I just love working in new places. I recently got to see the creative way someone figured out how to hang the tormentors and legs. And yes, that is tie line! I pointed it out to the powers that be. When they realized how dangerous it was, they put in a work order to cut them down ASAP. Good times...


----------



## Footer (Feb 22, 2010)

Well, at least it was caught! That is right up there with load bearing gaff tape.


----------



## photoatdv (Feb 22, 2010)

Nice... one day I'm going to have to load test some tie line... not for rigging of course, just for kicks.

However, worse is commonly done... in the course of things I've been finding lately that would not qualify as a crisis... but yes, please get it corrected.


----------



## Chris15 (Feb 22, 2010)

Um, guys, you do know that you can buy load rated tie line? We have reels of it at the shop...

(And I suspect that it was a qualified rigger that hung the clock on the wall with it too )


----------



## Footer (Feb 22, 2010)

Chris15 said:


> Um, guys, you do know that you can buy load rated tie line? We have reels of it at the shop...
> 
> (And I suspect that it was a qualified rigger that hung the clock on the wall with it too )



Is been discussed before, but #4 1/8" tie line is "rated" for 100#. However, the second you put a knot in in you cut that in half. With a 5:1 safety factor you can now hang 10# off of it overhead. Tie line is meant to hold things in place and to hang soft goods, not to take the place of wire rope of chain.


----------



## Chris15 (Feb 22, 2010)

Footer said:


> Is been discussed before, but #4 1/8" tie line is "rated" for 100#. However, the second you put a knot in in you cut that in half. With a 5:1 safety factor you can now hang 10# off of it overhead. Tie line is meant to hold things in place and to hang soft goods, not to take the place of wire rope of chain.

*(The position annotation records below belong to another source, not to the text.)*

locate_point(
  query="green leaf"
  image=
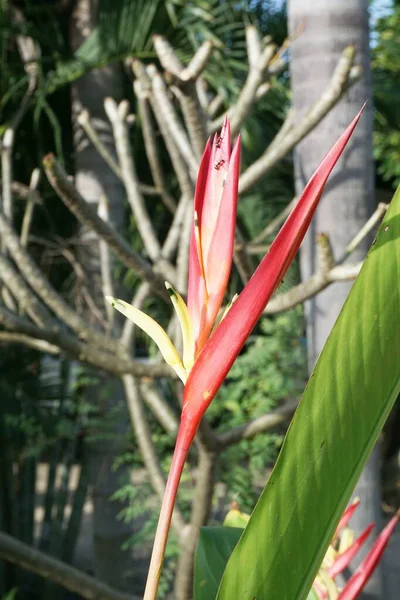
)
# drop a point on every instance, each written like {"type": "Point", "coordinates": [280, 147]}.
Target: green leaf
{"type": "Point", "coordinates": [340, 416]}
{"type": "Point", "coordinates": [214, 548]}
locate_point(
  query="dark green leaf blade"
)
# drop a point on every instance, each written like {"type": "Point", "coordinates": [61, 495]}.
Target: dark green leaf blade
{"type": "Point", "coordinates": [343, 409]}
{"type": "Point", "coordinates": [214, 548]}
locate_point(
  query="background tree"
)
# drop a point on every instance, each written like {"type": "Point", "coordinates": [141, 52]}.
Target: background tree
{"type": "Point", "coordinates": [256, 96]}
{"type": "Point", "coordinates": [325, 29]}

Yes, it's definitely not much it is rated for, but it is rated none the less. Besides, you would need metallic attachment for a pipe I should think to cover the same fire safety rules that prohibit the use of fibrous spansets without a steel backup...


----------



## derekleffew (Feb 22, 2010)

Footer said:


> Is been discussed before, but #4 1/8" tie line is "rated" for 100#. However, the second you put a knot in in you cut that in half. ...


*Some* tie line may have a rating, but *most* does not.

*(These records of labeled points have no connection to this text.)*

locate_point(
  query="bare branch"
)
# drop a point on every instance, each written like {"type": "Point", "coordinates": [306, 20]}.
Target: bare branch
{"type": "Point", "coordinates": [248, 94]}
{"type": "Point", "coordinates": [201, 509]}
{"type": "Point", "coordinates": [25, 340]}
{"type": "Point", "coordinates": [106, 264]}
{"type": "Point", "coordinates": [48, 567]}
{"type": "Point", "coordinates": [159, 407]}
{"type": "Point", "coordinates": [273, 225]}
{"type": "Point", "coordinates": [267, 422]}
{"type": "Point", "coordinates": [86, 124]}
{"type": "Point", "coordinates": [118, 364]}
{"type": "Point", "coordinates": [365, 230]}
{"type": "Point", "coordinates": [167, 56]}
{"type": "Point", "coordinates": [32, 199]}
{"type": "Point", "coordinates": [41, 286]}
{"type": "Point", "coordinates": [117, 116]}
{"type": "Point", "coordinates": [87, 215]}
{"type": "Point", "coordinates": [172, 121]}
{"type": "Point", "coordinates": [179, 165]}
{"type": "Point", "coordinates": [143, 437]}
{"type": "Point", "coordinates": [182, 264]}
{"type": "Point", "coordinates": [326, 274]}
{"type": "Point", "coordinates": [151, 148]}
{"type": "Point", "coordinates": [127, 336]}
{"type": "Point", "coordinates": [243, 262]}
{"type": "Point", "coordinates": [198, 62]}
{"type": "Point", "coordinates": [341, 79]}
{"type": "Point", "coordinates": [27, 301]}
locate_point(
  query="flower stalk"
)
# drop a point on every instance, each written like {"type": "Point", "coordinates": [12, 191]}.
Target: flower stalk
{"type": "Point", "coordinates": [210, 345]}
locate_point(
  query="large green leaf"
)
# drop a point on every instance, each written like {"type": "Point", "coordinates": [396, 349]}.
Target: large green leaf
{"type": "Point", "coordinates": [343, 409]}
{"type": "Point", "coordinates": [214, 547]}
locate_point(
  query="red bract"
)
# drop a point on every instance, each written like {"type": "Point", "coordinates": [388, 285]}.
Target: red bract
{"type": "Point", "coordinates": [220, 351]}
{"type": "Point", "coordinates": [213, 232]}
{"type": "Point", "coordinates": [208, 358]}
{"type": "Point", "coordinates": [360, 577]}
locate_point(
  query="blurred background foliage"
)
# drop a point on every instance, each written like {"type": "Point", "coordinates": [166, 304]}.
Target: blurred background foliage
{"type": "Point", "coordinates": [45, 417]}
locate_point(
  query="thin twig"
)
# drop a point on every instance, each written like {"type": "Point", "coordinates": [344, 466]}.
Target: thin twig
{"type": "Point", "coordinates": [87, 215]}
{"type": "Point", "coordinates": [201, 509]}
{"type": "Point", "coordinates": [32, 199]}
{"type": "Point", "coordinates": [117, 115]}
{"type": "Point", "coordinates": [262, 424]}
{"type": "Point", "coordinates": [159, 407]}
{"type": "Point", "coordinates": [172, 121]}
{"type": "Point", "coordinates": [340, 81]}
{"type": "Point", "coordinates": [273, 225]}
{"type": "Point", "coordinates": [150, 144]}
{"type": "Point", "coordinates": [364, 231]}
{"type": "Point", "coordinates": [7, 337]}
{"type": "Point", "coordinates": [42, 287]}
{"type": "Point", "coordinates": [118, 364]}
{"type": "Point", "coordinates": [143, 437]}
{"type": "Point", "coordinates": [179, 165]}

Where did you get the idea that a knot cuts a line's rating in half? From wikipedia (so you know it has to be true):

> Most common knots' efficiency ranges between forty and eighty percent.


See also How To Tie Knots and Hitches.


----------



## DrPinto (Feb 22, 2010)

I was told at the start that I couldn't use a ladder because it was "too dangerous"! I have 12 ellipsoidals that I NEED to aim. I'm still trying to get a maintenance person to help.

Why does it seem like the auditorium is the most screwed up place in a building?


----------



## Syphilis (Feb 22, 2010)

In my school the official rule is that students cannot be off the ground more than 15 feet. Yes, as if we're going to abide by that one.


----------



## Chris15 (Feb 23, 2010)

Syphilis said:


> In my school the official rule is that students cannot be off the ground more than 15 feet. Yes, as if we're going to abide by that one.



Here it's 1.8 metres... (Properly handrailed balconies and such are of course not subject to that, but up a ladder, etc. it's 1.8m...


----------



## DrPinto (Feb 24, 2010)

Wow. I notified management about the tie line hanging problem on Friday and when I came back Tuesday, they had installed chains on all the legs. I was impressed.


----------



## Piper (Feb 27, 2010)

DrPinto said:


> I was told at the start that I couldn't use a ladder because it was "too dangerous"! I have 12 ellipsoidals that I NEED to aim. I'm still trying to get a maintenance person to help.
> 
> Why does it seem like the auditorium is the most screwed up place in a building?




thats the rule in my school to, the trick is dont let anyone know... thats why i've hotwired my schools hydraulic lift so it doesn't need a key, and i always close the curtains before starting work


----------



## bull (Feb 28, 2010)

Um, we have no such rule at my school, I have been as high as 62 feet. Which is our roof, which has about 2 foot walls...


----------